INCI: Leptospermum scoparium mel
Each drop of Manuka honey begins its story in the pristine nature of New Zealand. Here, hard-working bees in the South Sea collect floral nectar from plants with the graceful botanical name of Leptospermum scoparium and produce the delicious and unique Manuka honey.
Honey is harvested by beekeepers using a cold centrifugation method, which means that heat sensitive ingredients are preserved. Even flower nectar contains many valuable ingredients. Manuka Honey contains also small amounts of the so-called plant secondary substances such as methylglyoxal, phenolic carboxylic acids and flavonoids. These ingredients also include magnesium, calcium, potassium, enzymes, fruit acids and vitamins.
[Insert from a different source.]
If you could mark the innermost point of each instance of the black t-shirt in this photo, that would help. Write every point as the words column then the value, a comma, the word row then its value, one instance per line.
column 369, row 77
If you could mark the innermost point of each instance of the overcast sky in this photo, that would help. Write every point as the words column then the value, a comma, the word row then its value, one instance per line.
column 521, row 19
Thanks to these natural ingredients, Manuka honey
has anti-inflammatory properties (Kojisäure)
has an antioxidant effect (Flavonoidy (Pinobanksin, Pinocembrin, Chrysin, Luteolin; Quercetin, Isorhamnetin), Heneicosan)
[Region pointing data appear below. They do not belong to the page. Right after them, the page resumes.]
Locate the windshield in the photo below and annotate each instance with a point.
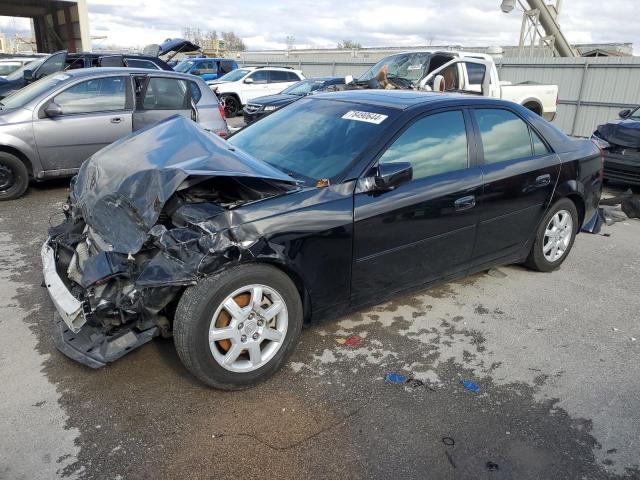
(304, 87)
(184, 66)
(314, 139)
(234, 76)
(25, 95)
(412, 66)
(17, 74)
has antibacterial properties (Leptosperin / Glucose-Oxidase)
- supports wound healing (MGO)
has a positive effect on the immune system
helps in collagen cross-linking
The most important ingredient in honey, however, is the antibacterial methylglyoxal (MGO), which is formed by the breakdown of sugar.
It has already been medically established that Manuka honey is effective in combating "bacterial membrane". It is a layer of mucus produced by bacteria to protect them from washing and ointments. Manuka honey prevents this film from forming and makes bacteria susceptible to drugs and ointments
(Journal of Microbiology, Immunology and Infection (2016) 49, 161-167) Honey: A realistic antimicrobial for disorders of the skin Pauline McLoone a , Mary Warnock b, Lorna Fyfe)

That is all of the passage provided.